White asparagus – also known as “white gold” or the “vegetable of kings” – commonly found in Germany, is grown without light to keep it pale. It’s apparently sweeter than green asparagus.

asparagus from Secretts farmshop in Milford, Surrey

Asparagus and how to eat it

There are plenty of ways you can eat asparagus – soups, salads and savoury tarts. But we’re crushing on this gorgeous recipe from Shirlee Posner at @eatsurrey.

Gnocchi with pistachio pesto and asparagus

Recipe, Gnocchi with pistachio pesto and asparagus
Recipe written and photographed by Shirlee Posner at @eatsurrey


  • A large handful of fresh basil leaves
  • 2 garlic cloves, finely chopped
  • 75ml olive oil, plus extra for frying
  • 4tbs pistachio nuts, toasted. Plus a few extra.
  • 50g mixed baby salad leaves, spinach or rocket
  • 50g finely grated pecorino
  • 500g pack fresh gnocchie
  • 100g asparagus tips
  • 100g trimmed green beans, halved
  • 80g crumbled feta cheese
  • Crushed pink peppercorns for garnish (optional)


First make the pesto by putting the basil, garlic, olive oil, pistachios and two-thirds of the salad leaves in a food processor. Blitz to combine. Stir in the pecorino cheese and season.

Heat a large frying pan with a splash of olive oil, add teh gnocchi and toss gently over a medium-high heat for 6-8 minutes until lightly golden.

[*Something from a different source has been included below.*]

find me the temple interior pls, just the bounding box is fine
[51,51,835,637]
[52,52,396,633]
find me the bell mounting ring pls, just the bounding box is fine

Meanwhile, steam the asparagus and green beans for 3-4 minutes until just tender; drain.

Add the pesto to the gnocchi and toss together. Now stir in the asparagus and beans. Take the pan off the heat and add the remaining leaves.

Divide between two plates and scatter over the rest of the pistachios and crumbled feta to serve. Add a final garnish of crushed pink pepper.